Il faut en déduire que Courbis a la tête sur le billot, malgré une saison dernière bouclée à la 7e place – juste derrière Bordeaux, dont les moyens sont bien supérieurs. Nicollin peut bien sûr changer d'avis (ça lui arrive tout le temps) et décréter que Courbis est un cador mais pour l'heure, ce n'est pas la tendance. Au grand dam de la direction opérationnelle du club (Laurent Nicollin, fils de Louis), qui est obligé de souquer ferme pour réparer les dégâts causés par les philippiques du patriarche.
Parce que Jean-Marc Furlan
«De Gaulle disait que le succès porte en lui les germes de l'échec et inversement.» Il ne faut jamais perdre de vue la prose de l'entraîneur troyen Jean-Marc Furlan, huitième année dans l'Aube sur un leitmotiv martelé sans relâche aux joueurs – et aux journalistes : humanisme et plaisir de jouer.
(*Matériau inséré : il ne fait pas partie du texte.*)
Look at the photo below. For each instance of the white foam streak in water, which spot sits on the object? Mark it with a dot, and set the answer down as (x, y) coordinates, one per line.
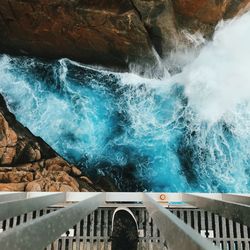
(219, 78)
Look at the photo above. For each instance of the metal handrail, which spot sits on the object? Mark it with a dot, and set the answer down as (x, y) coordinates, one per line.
(10, 196)
(14, 208)
(175, 232)
(39, 233)
(231, 210)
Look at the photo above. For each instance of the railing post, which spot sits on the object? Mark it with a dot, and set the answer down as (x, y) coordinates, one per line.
(175, 232)
(39, 233)
(234, 211)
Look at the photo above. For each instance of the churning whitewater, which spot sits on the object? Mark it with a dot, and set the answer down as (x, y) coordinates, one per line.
(187, 132)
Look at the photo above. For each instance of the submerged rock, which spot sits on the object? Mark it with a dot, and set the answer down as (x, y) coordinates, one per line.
(27, 163)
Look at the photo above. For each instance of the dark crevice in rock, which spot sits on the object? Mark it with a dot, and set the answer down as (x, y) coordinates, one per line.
(156, 41)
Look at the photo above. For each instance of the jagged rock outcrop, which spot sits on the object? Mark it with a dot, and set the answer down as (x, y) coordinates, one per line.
(159, 19)
(110, 33)
(27, 163)
(203, 15)
(106, 32)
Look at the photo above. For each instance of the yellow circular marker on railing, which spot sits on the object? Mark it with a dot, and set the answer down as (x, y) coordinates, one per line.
(163, 198)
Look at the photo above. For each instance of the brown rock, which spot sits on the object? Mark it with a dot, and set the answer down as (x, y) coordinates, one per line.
(210, 11)
(33, 186)
(86, 179)
(8, 155)
(203, 15)
(54, 167)
(159, 19)
(12, 186)
(76, 171)
(104, 32)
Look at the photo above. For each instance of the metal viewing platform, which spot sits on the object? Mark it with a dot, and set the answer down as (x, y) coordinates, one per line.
(83, 221)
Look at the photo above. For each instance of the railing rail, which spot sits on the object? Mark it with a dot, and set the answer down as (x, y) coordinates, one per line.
(174, 231)
(17, 207)
(231, 210)
(12, 196)
(39, 233)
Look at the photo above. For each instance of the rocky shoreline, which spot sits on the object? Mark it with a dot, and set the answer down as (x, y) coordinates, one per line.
(109, 33)
(27, 163)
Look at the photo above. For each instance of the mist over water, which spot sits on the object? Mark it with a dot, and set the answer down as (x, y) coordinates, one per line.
(187, 132)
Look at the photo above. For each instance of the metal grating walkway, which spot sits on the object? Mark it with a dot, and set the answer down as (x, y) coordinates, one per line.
(95, 230)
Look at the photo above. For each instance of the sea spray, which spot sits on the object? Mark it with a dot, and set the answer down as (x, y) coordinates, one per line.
(187, 132)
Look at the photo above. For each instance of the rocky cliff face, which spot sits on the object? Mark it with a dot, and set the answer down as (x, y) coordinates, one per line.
(203, 15)
(27, 163)
(107, 32)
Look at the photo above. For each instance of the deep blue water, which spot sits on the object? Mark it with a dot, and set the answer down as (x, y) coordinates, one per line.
(143, 134)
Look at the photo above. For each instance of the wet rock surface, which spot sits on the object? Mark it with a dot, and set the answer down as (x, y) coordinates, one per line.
(27, 163)
(203, 15)
(110, 33)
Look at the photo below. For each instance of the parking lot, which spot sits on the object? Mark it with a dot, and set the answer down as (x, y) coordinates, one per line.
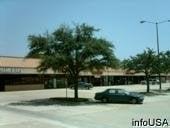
(109, 115)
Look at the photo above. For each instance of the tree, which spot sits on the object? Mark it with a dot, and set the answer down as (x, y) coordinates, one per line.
(72, 50)
(144, 62)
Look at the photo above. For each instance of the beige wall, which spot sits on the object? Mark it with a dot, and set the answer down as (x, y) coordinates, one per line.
(24, 87)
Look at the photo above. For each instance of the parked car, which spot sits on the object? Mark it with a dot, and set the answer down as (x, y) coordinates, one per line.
(119, 95)
(151, 81)
(83, 85)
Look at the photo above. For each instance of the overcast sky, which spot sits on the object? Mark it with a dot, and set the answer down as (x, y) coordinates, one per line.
(117, 19)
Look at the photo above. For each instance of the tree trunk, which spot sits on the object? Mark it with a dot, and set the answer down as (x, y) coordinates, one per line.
(147, 82)
(76, 88)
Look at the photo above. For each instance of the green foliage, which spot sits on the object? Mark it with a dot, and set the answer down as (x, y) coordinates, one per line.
(144, 62)
(72, 50)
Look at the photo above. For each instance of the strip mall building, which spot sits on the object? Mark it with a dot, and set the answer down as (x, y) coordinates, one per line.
(18, 73)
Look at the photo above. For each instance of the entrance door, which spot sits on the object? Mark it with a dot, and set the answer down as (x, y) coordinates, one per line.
(2, 85)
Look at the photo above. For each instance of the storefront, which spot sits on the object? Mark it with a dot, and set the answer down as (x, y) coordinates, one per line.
(18, 73)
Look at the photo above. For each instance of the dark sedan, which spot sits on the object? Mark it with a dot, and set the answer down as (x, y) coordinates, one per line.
(119, 95)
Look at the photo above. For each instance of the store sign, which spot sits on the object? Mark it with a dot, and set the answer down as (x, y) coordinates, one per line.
(10, 70)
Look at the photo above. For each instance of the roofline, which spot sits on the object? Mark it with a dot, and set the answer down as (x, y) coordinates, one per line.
(20, 57)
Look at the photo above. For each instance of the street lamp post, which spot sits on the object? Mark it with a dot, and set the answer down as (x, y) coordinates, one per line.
(157, 37)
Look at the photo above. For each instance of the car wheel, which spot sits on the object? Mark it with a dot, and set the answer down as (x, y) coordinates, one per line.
(104, 100)
(133, 101)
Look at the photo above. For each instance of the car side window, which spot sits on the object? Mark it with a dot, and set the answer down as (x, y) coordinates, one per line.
(112, 91)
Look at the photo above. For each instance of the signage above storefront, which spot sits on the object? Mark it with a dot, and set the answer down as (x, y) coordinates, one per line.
(10, 70)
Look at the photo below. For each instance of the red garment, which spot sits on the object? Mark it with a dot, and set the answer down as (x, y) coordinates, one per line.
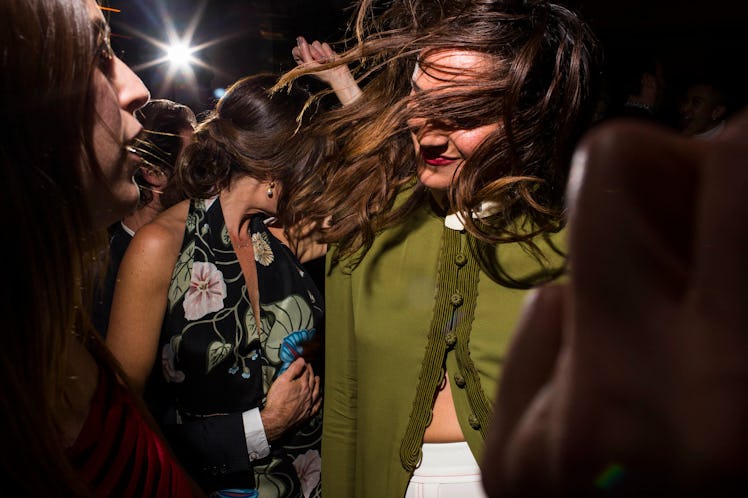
(117, 452)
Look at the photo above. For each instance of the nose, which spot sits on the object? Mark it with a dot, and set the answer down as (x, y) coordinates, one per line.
(428, 133)
(131, 92)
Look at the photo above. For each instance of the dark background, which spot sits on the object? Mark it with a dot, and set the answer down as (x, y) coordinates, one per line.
(257, 35)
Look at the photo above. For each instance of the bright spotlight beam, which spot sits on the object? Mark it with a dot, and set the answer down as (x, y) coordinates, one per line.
(179, 54)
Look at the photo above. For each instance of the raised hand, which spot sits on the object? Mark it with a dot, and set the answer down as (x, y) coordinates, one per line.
(633, 377)
(338, 77)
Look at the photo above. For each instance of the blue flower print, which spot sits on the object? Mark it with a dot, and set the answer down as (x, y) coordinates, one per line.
(292, 347)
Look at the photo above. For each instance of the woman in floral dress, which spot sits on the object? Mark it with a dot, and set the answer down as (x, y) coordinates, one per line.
(213, 293)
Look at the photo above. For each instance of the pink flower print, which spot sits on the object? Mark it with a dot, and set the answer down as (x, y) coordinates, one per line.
(206, 293)
(308, 468)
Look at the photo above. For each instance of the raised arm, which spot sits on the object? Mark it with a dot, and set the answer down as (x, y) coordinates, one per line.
(339, 78)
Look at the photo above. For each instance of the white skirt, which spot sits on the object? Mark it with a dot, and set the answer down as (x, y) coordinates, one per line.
(447, 470)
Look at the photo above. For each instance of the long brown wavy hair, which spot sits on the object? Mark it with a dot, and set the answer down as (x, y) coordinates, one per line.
(49, 51)
(540, 88)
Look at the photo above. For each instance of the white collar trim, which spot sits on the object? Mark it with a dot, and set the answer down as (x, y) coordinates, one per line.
(456, 221)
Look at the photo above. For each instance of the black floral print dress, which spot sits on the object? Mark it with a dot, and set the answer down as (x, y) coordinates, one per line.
(217, 364)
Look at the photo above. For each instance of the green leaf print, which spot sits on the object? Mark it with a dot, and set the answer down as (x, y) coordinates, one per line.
(180, 278)
(217, 351)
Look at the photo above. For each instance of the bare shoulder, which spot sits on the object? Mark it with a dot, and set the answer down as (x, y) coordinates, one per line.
(161, 239)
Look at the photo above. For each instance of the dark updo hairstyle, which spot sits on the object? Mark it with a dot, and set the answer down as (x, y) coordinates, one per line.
(253, 132)
(163, 122)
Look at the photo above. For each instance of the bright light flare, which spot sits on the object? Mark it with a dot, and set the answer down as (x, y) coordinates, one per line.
(179, 54)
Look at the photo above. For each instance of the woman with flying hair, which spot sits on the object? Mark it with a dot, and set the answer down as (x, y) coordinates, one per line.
(444, 202)
(70, 426)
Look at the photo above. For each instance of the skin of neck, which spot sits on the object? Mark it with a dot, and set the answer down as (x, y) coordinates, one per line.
(245, 196)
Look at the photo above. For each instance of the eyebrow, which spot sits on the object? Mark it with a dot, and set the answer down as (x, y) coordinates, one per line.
(101, 28)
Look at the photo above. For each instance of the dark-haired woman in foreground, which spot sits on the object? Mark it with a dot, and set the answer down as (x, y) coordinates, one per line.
(69, 427)
(445, 204)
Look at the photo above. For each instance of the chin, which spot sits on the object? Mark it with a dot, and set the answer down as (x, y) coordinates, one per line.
(435, 180)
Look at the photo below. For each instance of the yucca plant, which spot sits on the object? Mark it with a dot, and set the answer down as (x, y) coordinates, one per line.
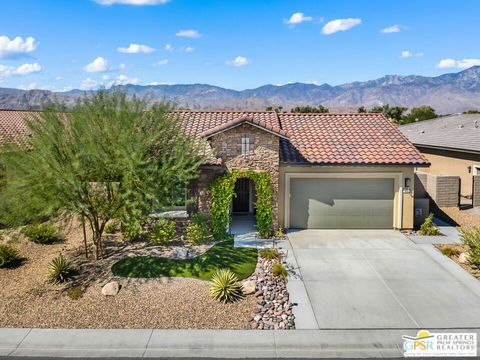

Florilège: «Gagner 38 matches dans la saison, je ne suis pas sûr que ça rende heureux», «les entraîneurs qui restent dans l'histoire sont toujours les humanistes, ceux qui ont su gagner le respect voire l'admiration de leur groupe», «je ne veux pas transmettre des valeurs comme la victoire à tout prix aux jeunes, je veux leur transmettre de l'espoir», etc. Bah, certes, on est OK mais enfin, le sport étant ce qu'il est, est-ce que la victoire n'est pas l'alpha et l'omega du foot de haut niveau, indépendamment de la manière dont on l'emballe ? Furlan répond ceci : «On est 7 milliards sur terre et tous ceux qui n'ont pas gagné n'ont qu'à se suicider, c'est ça ?» Puis : «A 58 ans, j'ai envie de ne pas dramatiser la situation. […] Tous les supporters veulent que leur équipe gagne mais au-delà de ça il y a aussi une demande de la part du public, du grand public, d'une certaine joie de vivre de la part des sportifs.» Dans les coulisses du stade de l'Aube, Furlan affiche des maximes : Mandela, Cruyff, Aristote…
Parce que les vieux
Un Troyes-Montpellier, c'est aussi l'occasion de voir à l'œuvre les deux joueurs les plus âgés de Ligue 1 : le Troyen Benjamin Nivet, meneur de jeu subtil, et l'Héraultais Vitorino Hilton, défenseur impitoyable. 38 et 37 ans, respectivement. Nivet, c'est 110 rencontres sur 117 possibles en championnat en quatre saisons à l'ESTAC, Ligue 1 et Ligue 2 confondues : «Ce n'est pas mon âge qui va me dicter quand je vais arrêter, c'est mon corps.» Architecte du jeu troyen, Nivet évite depuis longtemps cet éparpillement qui use prématurément ses pairs. Il s'attache désormais la patine vintage que l'on doit aux joueurs en voie de disparition, peu travailleur, plus manieurs de ballon que coureurs à pied.
Vitorino Hilton, c’est tout autre chose. Féroce sur l’homme, le Brésilien aura passé onze années dans l’Hexagone où il aura consciencieusement mâché – sous les maillots de Bastia, Lens, Marseille et Montpellier – plusieurs générations d’attaquants sans lâcher un mot aux journalistes à la sortie du terrain ; une sorte d’expression suprême du professionnalisme taiseux à la sauce sud-américaine. Du coup, on l’associe en défense centrale à des gamins devant apprendre le métier ; Mapou Yanga-Mbiwa hier, Ramy Bensebaini aujourd’hui. Un modèle. Dans son genre.